Ascend’s Architecture

Frameworks vs Control Plane

The status quo for building data pipelines is painful and cumbersome. Sure, building the first couple isn’t too bad…it’s the many that follow. And how they impact each other. And how they become harder and harder to maintain as the dependencies grow and the codebase becomes increasingly unruly. For us, this was a terminal path for our happiness as engineers.

To solve this, there are two options: Frameworks and Control Planes. Most other companies went the framework route. They are great at making it easier to build at a static point-in-time. But they lack a feedback loop, which is critical for dynamic systems.

Dynamic systems, like data pipelines, are where control planes shine. Instead of the “when X happens, do Y” framework mentality, a control plane takes the approach of “no matter what happens, make the system look like Z.” As engineers, we wanted the latter. So we built the Dataflow Control Plane.
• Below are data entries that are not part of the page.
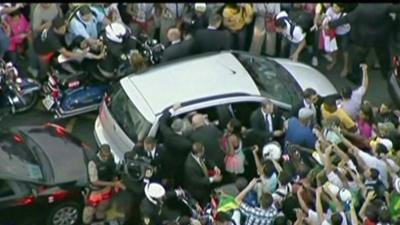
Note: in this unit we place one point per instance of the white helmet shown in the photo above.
(116, 32)
(154, 192)
(272, 151)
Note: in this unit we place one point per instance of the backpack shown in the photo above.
(73, 13)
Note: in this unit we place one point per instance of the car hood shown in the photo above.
(308, 77)
(66, 159)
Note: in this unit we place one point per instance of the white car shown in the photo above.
(224, 85)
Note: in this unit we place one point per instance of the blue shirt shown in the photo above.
(299, 134)
(79, 27)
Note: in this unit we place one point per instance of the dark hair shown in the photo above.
(336, 219)
(58, 22)
(280, 23)
(346, 92)
(368, 112)
(284, 177)
(280, 220)
(330, 101)
(374, 173)
(150, 140)
(214, 19)
(266, 200)
(16, 12)
(371, 212)
(309, 92)
(241, 183)
(105, 147)
(197, 147)
(236, 125)
(269, 168)
(84, 10)
(381, 149)
(303, 170)
(222, 217)
(78, 41)
(384, 216)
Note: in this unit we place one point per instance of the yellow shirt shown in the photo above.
(345, 119)
(235, 19)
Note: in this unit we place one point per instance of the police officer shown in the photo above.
(152, 205)
(102, 176)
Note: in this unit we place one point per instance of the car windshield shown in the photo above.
(127, 115)
(18, 159)
(272, 80)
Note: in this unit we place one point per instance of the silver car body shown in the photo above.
(205, 81)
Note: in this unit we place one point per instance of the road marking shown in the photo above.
(71, 124)
(90, 116)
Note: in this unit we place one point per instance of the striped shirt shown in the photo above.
(258, 216)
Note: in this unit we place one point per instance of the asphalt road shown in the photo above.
(82, 126)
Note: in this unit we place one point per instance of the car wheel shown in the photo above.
(68, 213)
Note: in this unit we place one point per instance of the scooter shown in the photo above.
(17, 93)
(74, 99)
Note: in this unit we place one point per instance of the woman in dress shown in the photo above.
(231, 144)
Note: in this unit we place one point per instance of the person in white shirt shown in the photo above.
(335, 12)
(264, 40)
(352, 99)
(293, 33)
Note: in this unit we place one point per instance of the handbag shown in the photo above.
(270, 25)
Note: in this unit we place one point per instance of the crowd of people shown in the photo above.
(331, 160)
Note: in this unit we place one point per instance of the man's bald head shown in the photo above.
(198, 120)
(173, 34)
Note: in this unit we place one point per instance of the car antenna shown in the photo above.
(232, 70)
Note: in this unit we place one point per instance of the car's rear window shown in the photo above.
(125, 113)
(17, 159)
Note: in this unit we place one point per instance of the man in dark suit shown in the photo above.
(155, 153)
(176, 144)
(310, 98)
(212, 39)
(266, 125)
(178, 48)
(209, 135)
(196, 178)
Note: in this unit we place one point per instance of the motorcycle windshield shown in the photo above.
(126, 114)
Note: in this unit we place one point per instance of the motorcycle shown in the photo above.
(68, 97)
(18, 94)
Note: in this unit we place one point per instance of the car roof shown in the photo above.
(197, 78)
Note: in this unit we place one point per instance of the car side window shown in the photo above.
(243, 110)
(5, 189)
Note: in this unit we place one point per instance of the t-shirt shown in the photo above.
(353, 105)
(299, 134)
(47, 42)
(340, 30)
(41, 15)
(297, 36)
(345, 119)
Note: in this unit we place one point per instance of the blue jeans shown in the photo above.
(4, 43)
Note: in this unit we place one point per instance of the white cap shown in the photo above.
(281, 14)
(200, 7)
(115, 32)
(154, 191)
(345, 195)
(396, 184)
(272, 151)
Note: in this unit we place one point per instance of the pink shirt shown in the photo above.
(364, 128)
(18, 29)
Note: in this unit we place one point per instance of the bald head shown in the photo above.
(173, 34)
(198, 120)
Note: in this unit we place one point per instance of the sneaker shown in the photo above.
(328, 57)
(34, 72)
(314, 61)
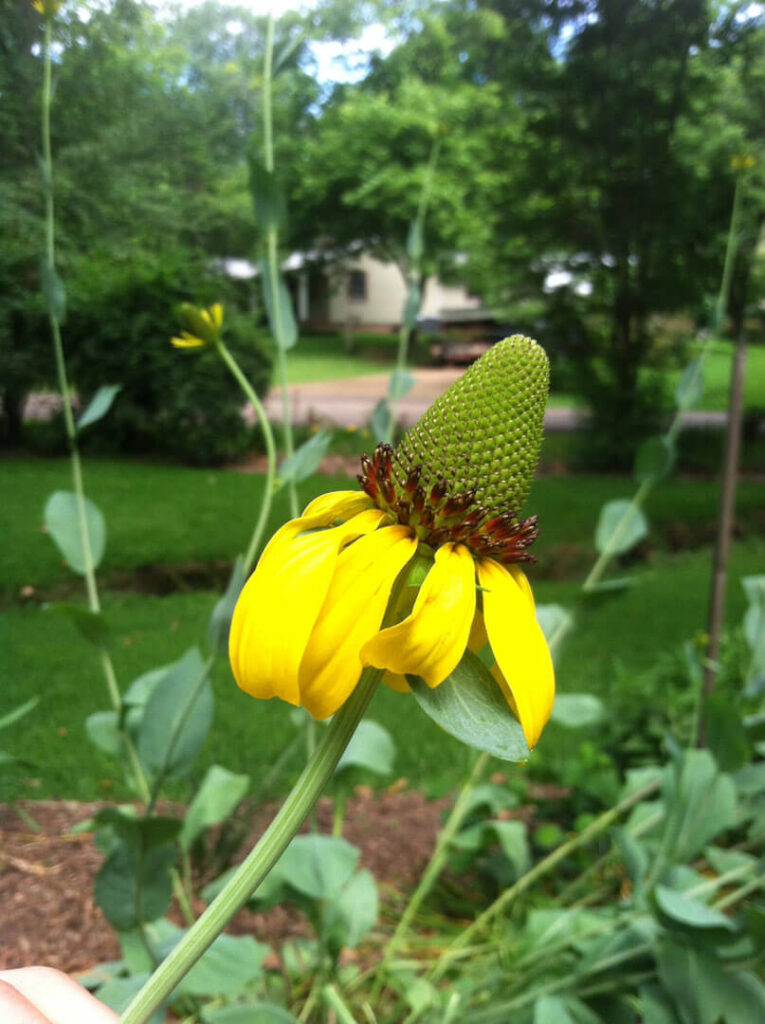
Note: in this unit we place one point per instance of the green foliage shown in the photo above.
(121, 321)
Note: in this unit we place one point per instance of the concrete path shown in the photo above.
(350, 402)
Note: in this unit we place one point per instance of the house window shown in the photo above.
(356, 286)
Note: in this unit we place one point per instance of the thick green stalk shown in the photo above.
(270, 449)
(545, 865)
(261, 859)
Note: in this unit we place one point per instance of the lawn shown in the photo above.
(42, 654)
(168, 514)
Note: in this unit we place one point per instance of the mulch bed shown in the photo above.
(46, 877)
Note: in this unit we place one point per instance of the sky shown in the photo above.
(336, 61)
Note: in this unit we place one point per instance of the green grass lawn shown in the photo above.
(42, 654)
(169, 514)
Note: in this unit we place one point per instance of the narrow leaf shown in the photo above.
(62, 522)
(99, 404)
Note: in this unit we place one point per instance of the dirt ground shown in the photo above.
(46, 877)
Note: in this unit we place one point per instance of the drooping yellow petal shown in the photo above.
(280, 602)
(186, 340)
(351, 613)
(518, 645)
(338, 505)
(431, 641)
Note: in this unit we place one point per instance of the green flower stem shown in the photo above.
(545, 865)
(272, 258)
(431, 872)
(261, 859)
(270, 473)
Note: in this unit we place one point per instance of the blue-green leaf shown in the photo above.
(62, 522)
(99, 404)
(470, 707)
(621, 526)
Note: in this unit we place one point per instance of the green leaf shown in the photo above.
(279, 307)
(267, 197)
(91, 625)
(307, 458)
(551, 1010)
(655, 1006)
(220, 620)
(102, 728)
(412, 306)
(143, 686)
(690, 385)
(690, 912)
(178, 710)
(231, 963)
(469, 706)
(726, 736)
(371, 748)
(353, 913)
(13, 716)
(217, 797)
(654, 460)
(699, 802)
(514, 843)
(99, 404)
(400, 383)
(119, 992)
(62, 523)
(704, 992)
(621, 526)
(380, 422)
(251, 1013)
(134, 885)
(53, 291)
(319, 865)
(575, 711)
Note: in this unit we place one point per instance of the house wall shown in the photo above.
(386, 293)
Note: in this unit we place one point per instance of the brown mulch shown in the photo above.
(46, 877)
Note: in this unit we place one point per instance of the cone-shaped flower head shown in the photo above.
(419, 566)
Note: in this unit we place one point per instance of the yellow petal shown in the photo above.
(432, 639)
(518, 645)
(520, 578)
(351, 613)
(339, 505)
(279, 604)
(186, 340)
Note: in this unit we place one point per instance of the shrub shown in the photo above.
(118, 332)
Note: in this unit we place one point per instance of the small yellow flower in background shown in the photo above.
(417, 567)
(742, 162)
(47, 7)
(202, 327)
In architecting this, we solved for three key areas:

1) User-defined “blueprints” of pipelines

2) Translating the “blueprints” into jobs and infrastructure

3) Persisting bidirectional feedback to always make it happen

Architecting the
Dataflow Control Plane

Defining Blueprints

In Ascend, you build out declarative DAGs to define these blueprints. Just tell us the inputs, the transforms you want to happen at each stage, and the outputs, and Ascend creates the blueprint from there. SQL was the first language supported, since that let us infer a lot of patterns from the code provided – making it a great training ground for the Control Plane. We now also support PySpark, with more options on the way.
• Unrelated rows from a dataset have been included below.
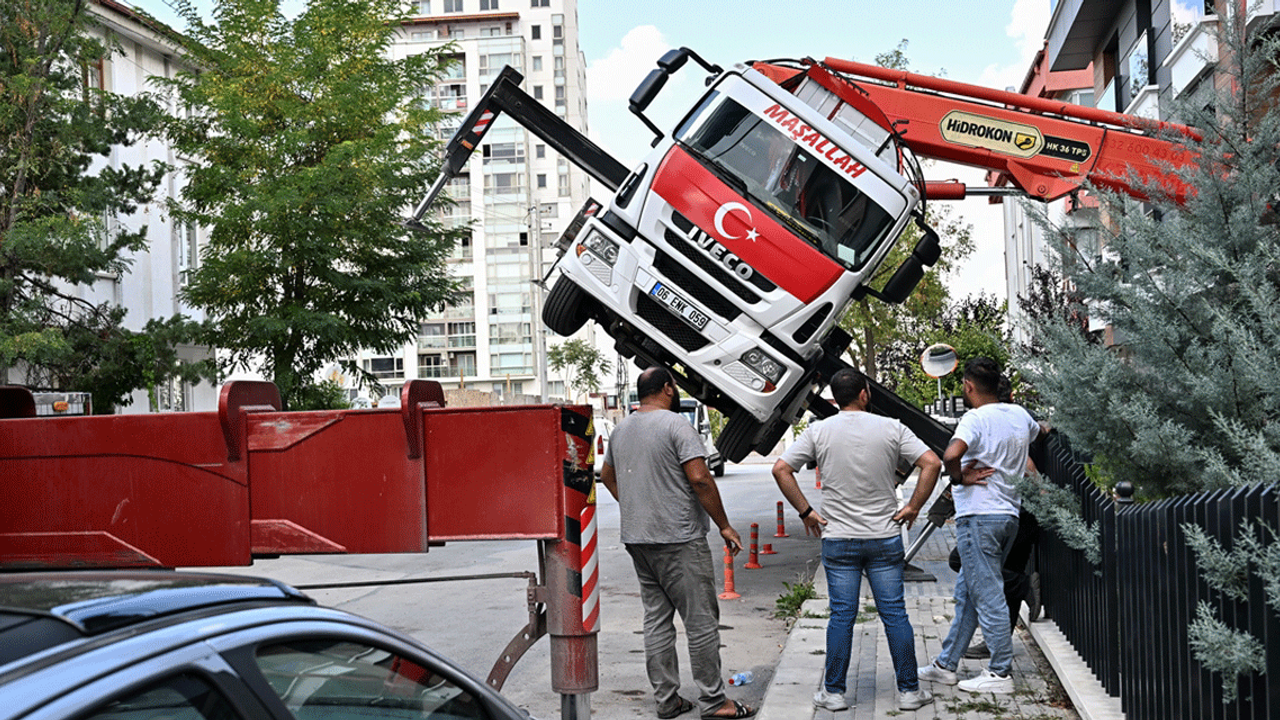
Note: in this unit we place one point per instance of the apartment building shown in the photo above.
(516, 194)
(1137, 58)
(138, 50)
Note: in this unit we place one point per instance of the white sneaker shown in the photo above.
(935, 674)
(914, 700)
(831, 701)
(988, 682)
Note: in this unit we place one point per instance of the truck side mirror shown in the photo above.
(912, 270)
(644, 95)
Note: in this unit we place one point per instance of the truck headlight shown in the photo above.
(600, 246)
(760, 361)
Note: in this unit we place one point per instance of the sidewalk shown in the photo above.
(1045, 666)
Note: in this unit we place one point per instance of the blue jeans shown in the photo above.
(845, 560)
(983, 542)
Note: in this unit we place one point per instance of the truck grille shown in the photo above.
(711, 267)
(668, 324)
(686, 281)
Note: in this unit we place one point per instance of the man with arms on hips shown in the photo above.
(858, 455)
(987, 454)
(656, 465)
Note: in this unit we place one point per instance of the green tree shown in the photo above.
(581, 364)
(974, 327)
(885, 335)
(56, 126)
(309, 144)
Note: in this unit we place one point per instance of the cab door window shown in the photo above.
(321, 679)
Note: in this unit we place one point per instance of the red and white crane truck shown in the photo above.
(732, 250)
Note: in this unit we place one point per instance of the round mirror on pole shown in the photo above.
(938, 360)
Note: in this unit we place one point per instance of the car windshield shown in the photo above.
(789, 180)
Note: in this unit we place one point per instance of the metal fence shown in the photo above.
(1129, 616)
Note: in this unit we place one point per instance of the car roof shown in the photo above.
(42, 610)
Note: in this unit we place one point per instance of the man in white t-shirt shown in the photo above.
(986, 456)
(858, 455)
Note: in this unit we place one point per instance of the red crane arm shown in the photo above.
(1045, 147)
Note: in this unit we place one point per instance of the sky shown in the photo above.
(987, 42)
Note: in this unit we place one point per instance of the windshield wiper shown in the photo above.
(796, 226)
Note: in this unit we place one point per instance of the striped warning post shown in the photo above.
(590, 573)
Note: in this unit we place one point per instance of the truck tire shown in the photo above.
(565, 311)
(736, 438)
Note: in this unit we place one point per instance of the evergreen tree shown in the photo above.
(56, 128)
(1187, 396)
(310, 145)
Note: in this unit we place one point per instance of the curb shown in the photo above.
(801, 665)
(1089, 698)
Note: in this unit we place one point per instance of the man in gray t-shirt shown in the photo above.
(656, 465)
(858, 454)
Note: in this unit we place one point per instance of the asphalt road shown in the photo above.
(472, 620)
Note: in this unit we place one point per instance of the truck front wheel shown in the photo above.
(737, 436)
(565, 311)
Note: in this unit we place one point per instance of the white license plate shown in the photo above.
(680, 306)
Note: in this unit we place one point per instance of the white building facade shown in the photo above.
(516, 192)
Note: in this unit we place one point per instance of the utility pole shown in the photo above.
(535, 238)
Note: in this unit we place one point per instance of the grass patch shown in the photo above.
(984, 707)
(789, 602)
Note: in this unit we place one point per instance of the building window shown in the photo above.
(188, 253)
(503, 153)
(430, 336)
(1138, 68)
(462, 335)
(385, 368)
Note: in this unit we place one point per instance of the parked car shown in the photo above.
(696, 415)
(603, 429)
(158, 645)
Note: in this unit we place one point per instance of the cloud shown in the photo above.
(1027, 24)
(615, 76)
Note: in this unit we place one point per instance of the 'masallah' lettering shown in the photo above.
(821, 145)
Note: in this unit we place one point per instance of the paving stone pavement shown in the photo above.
(872, 689)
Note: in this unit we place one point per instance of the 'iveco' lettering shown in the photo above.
(821, 145)
(717, 251)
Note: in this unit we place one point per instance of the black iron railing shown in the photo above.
(1129, 616)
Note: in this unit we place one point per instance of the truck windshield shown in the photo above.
(789, 180)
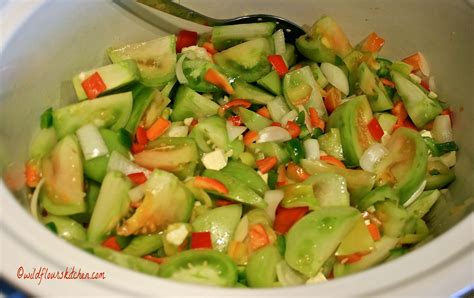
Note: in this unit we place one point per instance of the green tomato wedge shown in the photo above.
(315, 237)
(208, 267)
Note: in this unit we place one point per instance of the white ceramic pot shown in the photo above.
(44, 43)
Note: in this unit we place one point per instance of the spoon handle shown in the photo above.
(177, 10)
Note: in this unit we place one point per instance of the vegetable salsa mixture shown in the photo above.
(236, 159)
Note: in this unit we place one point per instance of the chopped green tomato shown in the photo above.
(393, 218)
(359, 182)
(299, 195)
(127, 261)
(64, 181)
(330, 189)
(167, 200)
(195, 71)
(358, 240)
(271, 82)
(221, 223)
(250, 92)
(112, 205)
(205, 266)
(438, 175)
(224, 37)
(246, 175)
(247, 60)
(143, 97)
(405, 165)
(424, 203)
(371, 86)
(261, 268)
(156, 59)
(380, 253)
(110, 111)
(142, 245)
(188, 103)
(330, 143)
(66, 227)
(114, 76)
(43, 143)
(420, 107)
(252, 120)
(378, 194)
(96, 168)
(315, 237)
(237, 190)
(352, 119)
(270, 149)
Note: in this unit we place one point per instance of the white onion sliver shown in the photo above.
(242, 229)
(442, 131)
(118, 162)
(279, 41)
(415, 195)
(273, 134)
(336, 77)
(311, 147)
(233, 132)
(290, 116)
(371, 156)
(273, 198)
(34, 199)
(287, 276)
(137, 193)
(92, 143)
(179, 70)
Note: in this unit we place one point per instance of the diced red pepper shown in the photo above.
(201, 240)
(185, 39)
(266, 164)
(234, 103)
(154, 259)
(93, 85)
(296, 173)
(250, 137)
(137, 178)
(236, 121)
(210, 184)
(375, 129)
(258, 236)
(286, 217)
(278, 64)
(112, 243)
(293, 129)
(140, 136)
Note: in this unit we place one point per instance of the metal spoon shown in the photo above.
(290, 29)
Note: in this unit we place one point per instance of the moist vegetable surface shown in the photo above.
(236, 159)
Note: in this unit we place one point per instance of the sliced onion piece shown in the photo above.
(416, 194)
(287, 276)
(34, 199)
(179, 70)
(311, 147)
(137, 193)
(273, 134)
(336, 77)
(279, 41)
(233, 132)
(242, 229)
(92, 143)
(118, 162)
(273, 198)
(442, 131)
(372, 156)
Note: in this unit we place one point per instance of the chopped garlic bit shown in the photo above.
(215, 160)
Translating the Blueprints

With the blueprint in hand, the Control Plane understands the expected end-state of the pipelines and automates the Elastic Data Fabric to deliver on it. The current fabric utilizes Spark clusters deployed on Kubernetes, combined with the selected cloud provider’s persistent object store. By managing this underlying infrastructure as a service, the Control Plane has complete control to auto-scale and auto-orchestrate with a high degree of precision based on the data, code, concurrency, and SLAs.
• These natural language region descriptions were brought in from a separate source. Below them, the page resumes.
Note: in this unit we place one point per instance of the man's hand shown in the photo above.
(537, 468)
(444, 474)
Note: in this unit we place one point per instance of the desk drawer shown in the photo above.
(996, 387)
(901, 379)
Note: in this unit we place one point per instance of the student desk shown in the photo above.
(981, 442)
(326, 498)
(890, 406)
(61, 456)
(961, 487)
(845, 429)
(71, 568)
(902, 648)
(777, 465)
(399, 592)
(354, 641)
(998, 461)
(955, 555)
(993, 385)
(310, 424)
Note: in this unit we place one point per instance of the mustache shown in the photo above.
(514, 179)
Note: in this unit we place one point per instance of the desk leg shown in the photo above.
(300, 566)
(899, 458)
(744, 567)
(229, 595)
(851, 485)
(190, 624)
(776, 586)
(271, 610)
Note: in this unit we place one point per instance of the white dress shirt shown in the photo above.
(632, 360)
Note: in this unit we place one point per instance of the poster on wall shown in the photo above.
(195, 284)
Persisting Bidirectional Feedback

With data pipelines, change is the only constant. Which is why we built the Metadata Service into the Control Plane. This Service persists the lineage and history of all jobs that ran before, down to partition-level details on the input files, transforms, and outputs. With this information in hand, the Control Plane continuously monitors the data, logic, and Elastic Data Fabric layers for change or failure and automatically determines the optimized path forward. For example, if new data arrives, the Control Plane can see which subset of the partitions are affected and will recompute only what’s required.